The NSW Greens should contain their rage. Nile’s self-styled Christian Democratic Party is imploding at an ever-faster rate.
At the North Sydney byelection, the party’s “star” candidate, Nile’s second, wife Silvana Nero, managed to snare only 341 primary votes, or 0.46% of the votes. She lost her deposit, and victory went to Liberal Trent Zimmerman, the first openly gay man elected to the House of Representatives.
Her 81-year-old husband, the “grandfather” of the NSW Parliament, is on the record as referring to homosexuality as a “mental disorder” and describing it as “immoral, unnatural and abnormal” — which sounds like the CDP itself.
‘“immoral, unnatural and abnormal” — which sounds like the CDP itself.’
Playing right into Erica’s hands Alex.
If previous Governments, State and Federal hadn’t squandered resources on useless programmes and staff, the TAFE (and all other education systems) could have been in far better shape, staff could have been more competent, and students, employers and the community in general could have been much better off.
The way TAFE has been defunded and downsized and downgraded by this government’s deregulation and funding of for-profit companies is wicked. Education never thrives in a for-profit commercial regime. TAFE had a history of talented and skilled teachers who turned out well trained tradesmen and latterly women, who understood that they were training the next generation of skilled tradesmen.
In a few years, people will wonder why plumbers, electricians and carpenters make so many mistakes and are so unskilled and it will be because their training was lacking too short. Already buildings are not properly inspected.
Anonymous barbsyd, that’s an amazingly broad statement when you say, “Education never thrives in a for-profit commercial regime.” It would help those wishing to evaluate your assertion if you enlightened us on your qualifications and experience in education, wouldn’t it.

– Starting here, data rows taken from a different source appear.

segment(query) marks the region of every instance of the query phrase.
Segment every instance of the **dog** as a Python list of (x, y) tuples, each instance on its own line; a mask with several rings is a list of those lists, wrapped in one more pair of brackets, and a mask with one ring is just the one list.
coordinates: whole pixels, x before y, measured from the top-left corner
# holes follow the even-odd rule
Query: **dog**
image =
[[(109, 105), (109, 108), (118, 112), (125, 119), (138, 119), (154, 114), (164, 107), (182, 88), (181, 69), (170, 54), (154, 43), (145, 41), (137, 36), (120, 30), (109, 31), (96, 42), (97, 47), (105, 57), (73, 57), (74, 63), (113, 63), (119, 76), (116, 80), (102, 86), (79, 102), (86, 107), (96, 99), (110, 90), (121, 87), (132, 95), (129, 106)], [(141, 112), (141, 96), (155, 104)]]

TAFE’s problems have been exacerbated by various bureaucrats whose efforts were concentrated on building empires which enhanced their prestige and ‘justified’ higher salaries and perks for rhemselves and earned the gratitude of employees they appointed resulting in the bureaucrats receiving loyalty no matter what they did or how well they did it.
We don’t have to wait the “few years” you suggested to see the calamitous effects in trades. The best students do well despite the poor training they receive but many who aren’t up to scratch are already being “passed”, and others who’d make excellent tradies are being pushed into aspiring to academic courses which often prepare them for little other than the dole queues.
These disasters arose primarily with the support of Faux Left “progressives” from affluent pampered middle class backgrounds who aren’t a match for the teachers who once made Australian education among the best and fairest on the planet.
TAFE was created under Gough Whitlam, Alex. It reached its pinnacle many years later under Keating, the only PM to boast a TAFE qualification. The current decline is much more complex than you suggest. The Carr increase in fees has very little to do with it.